In our ongoing effort to educate your mushy brains about cigar history, here’s something even I didn’t know until I recently ran across it-
read on about Ybor City: a piece of the big built up area of Tampa, Florida, which owes its start to three Spaniards who came to the US in the 19th century: Gavino Gutierrez, Vicente Martinez Ybor, and Ignacio Haya. Ybor immigrated to Cuba in 1832, at the age of fourteen. He worked as a clerk in a food store, then as a stogie salesman, and in 1853 he began his very own stogie factory in Havana. Labor issues, the heavy price list on Cuban cigars, and the beginning of the Cuban Revolution in 1868 caused Ybor to withdraw his plant and his employees to Key West, Florida. While his company there had been successful, work issues and the lack of an appropriate fresh water supply and transport system for distributing his cigars led him to consider moving his company to a new location.
Gavino Gutierrez came to the US from Spain in 1868. He settled in N.Y city, but he traveled often to Cuba, to Key West, and to the small city of Tampa, Florida, on the hunt for exotic fruits like mangoes and guavas. During a trip to Key West in 1884, he convinced Ybor, to go to Tampa to analyze its aptitude for stogie making. That very same year Henry Bradley Plant, an entrepreneur from Connecticut, had finished a rail line into Tampa and was in the act of reinforcing the port facility for his shipping lines. These methods of transport would make it easy to bring over tobacco from Cuba as well as distribute cigars. Now of course we can just buy tobacco online. Tampa also offered the warm, damp climate compulsory for cigar manufacturing, and a freshwater well.

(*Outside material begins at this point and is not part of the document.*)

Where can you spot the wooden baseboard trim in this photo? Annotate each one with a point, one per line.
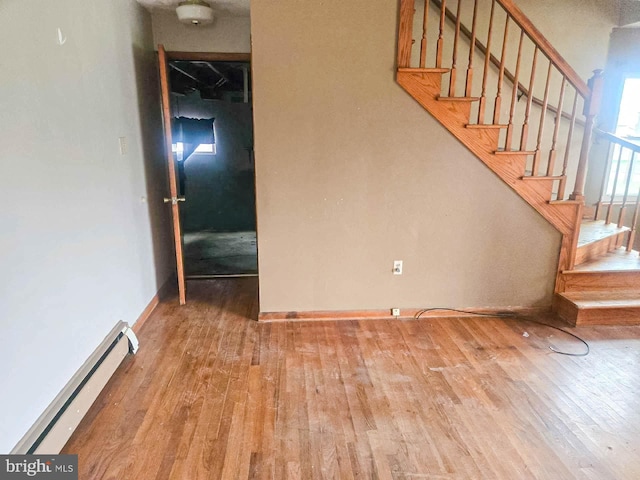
(164, 291)
(405, 314)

After visiting Tampa in 1885, both Haya and Ybor were determined to build cigar factories in the area. Gutierrez surveyed an area 2 miles from Tampa, even drawing up a map to show where streets might run. Ybor bought 40 acres of land and started to create a factory. He continued to make cigars in Key West too until a fire hit his factory there in 1886. Later on Ybor spent all his time on the operations in the Tampa area.

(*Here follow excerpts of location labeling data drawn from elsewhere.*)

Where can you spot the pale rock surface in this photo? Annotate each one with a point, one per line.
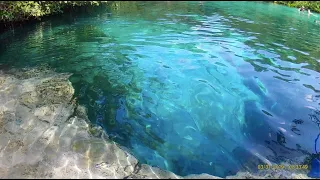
(44, 134)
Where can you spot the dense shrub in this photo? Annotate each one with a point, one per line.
(23, 10)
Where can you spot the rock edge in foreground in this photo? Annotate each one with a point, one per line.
(44, 134)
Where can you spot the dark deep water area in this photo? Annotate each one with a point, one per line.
(191, 87)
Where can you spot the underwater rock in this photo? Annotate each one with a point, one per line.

In Ybor, most families made their money from stogie making, while the jobs of masses of other staff centered round the cigar trade. As an example, some employees created the unique wooden cigar boxes in which the cigars were shipped and which, in most American homes, came to be used for holding keepsakes. Other employees made cigar bands, which once were picked up by youngsters all over the land. Ybor city ultimately out-produced Havana. By 1900 Tampa’s Ybor city had become called the “Cigar Capital of the planet”. Ybor city kept on growing and prospering through the 1920s and into the 1930s.